Novel Role of Tribbles 2 in Cancer Drug Resistance via Cellular Trans-differentiation

2024 | Vol-1 | Issue-1 | Date of Submission: | Date of Publication:

Abstract

Advanced prostate cancer is commonly treated with androgen receptor blockers, such as enzalutamide, though resistant disease invariably develops which is lethal. Mechanisms underlying emergence of resistance are yet to be fully characterized. To understand the molecular basis of enzalutamide resistance, we developed a cell line model to mimic the clinical conditions.
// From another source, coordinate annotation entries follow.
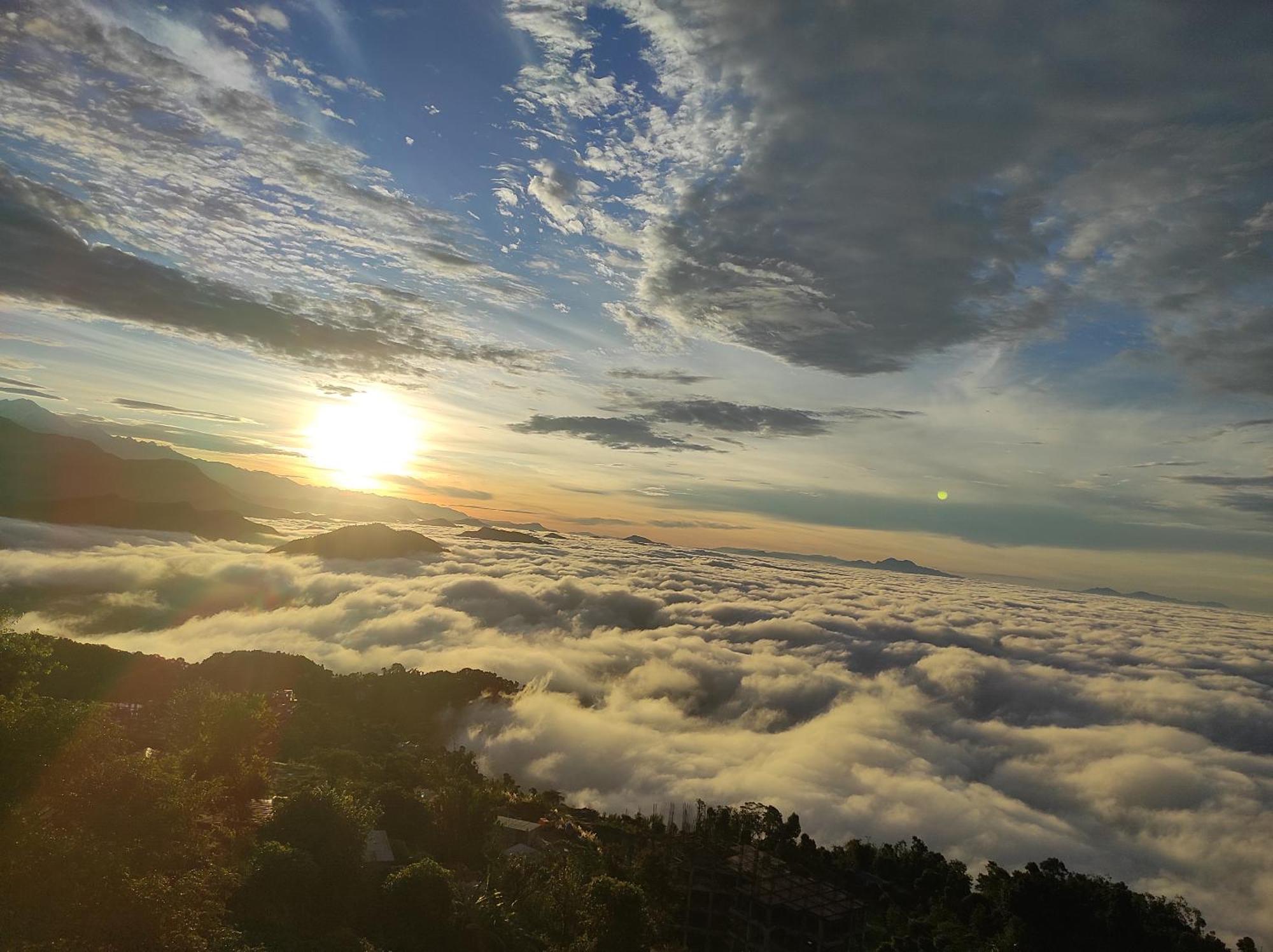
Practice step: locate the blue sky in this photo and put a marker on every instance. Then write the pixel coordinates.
(772, 276)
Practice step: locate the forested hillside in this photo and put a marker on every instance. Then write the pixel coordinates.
(258, 801)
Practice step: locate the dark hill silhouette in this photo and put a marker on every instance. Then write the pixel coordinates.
(49, 466)
(257, 493)
(903, 566)
(642, 542)
(492, 535)
(119, 514)
(32, 417)
(1151, 598)
(375, 542)
(50, 478)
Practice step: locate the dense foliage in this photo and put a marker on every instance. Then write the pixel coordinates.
(142, 828)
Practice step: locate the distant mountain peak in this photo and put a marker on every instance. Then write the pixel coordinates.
(901, 566)
(493, 535)
(1150, 598)
(362, 543)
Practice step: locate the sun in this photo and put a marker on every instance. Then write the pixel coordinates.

These cells were transcriptionally profiled by Illumina Hi-Seq whole genome gene-expression analysis. Hits were validated by RT-qPCR and Western blot. For clinical correlation, enzalutamide treated PDX and surgical prostate tumors were comprehensively analyzed. Roles of new hits were determined by shRNA, followed by cell viability, apoptosis, and molecular analysis. Pro-cancer effects were analyzed by cell proliferation, invasion, and soft-agar colony formation. We identified that Tribbles 2 (Trib2), a pseudokinase, is overexpressed in enzalutamide resistant prostate cancer cells. Elevated level of Trib2 was also observed in enzalutamide treated PDX and patient prostate tumors (warm autopsy). Trib2 protein level is especially higher in prostate cancer where the AR activity is low or absent. Forced overexpression of Trib2 results in aggressive prostate cancer cell growth and resistance to enzalutamide, apalutamide, darolutamide, and abiraterone. Conversely, inhibition of Trib2 decreases viability and re-sensitizes ERPC cells, suggesting that Trib2 is a driver for therapy-resistance. Interestingly, Trib2 downregulates luminal markers, but upregulates neuroendocrine markers via the neuronal transcription factor, BRN2, and the stemness factor, SOX2. Inhibition of either BRN2 or SOX2 also re-sensitizes ERPC cells. Altogether, these findings suggest that Trib2 confers resistance to enzalutamide via cellular trans-differentiation from luminal to neuroendocrine, involving BRN2 and SOX2.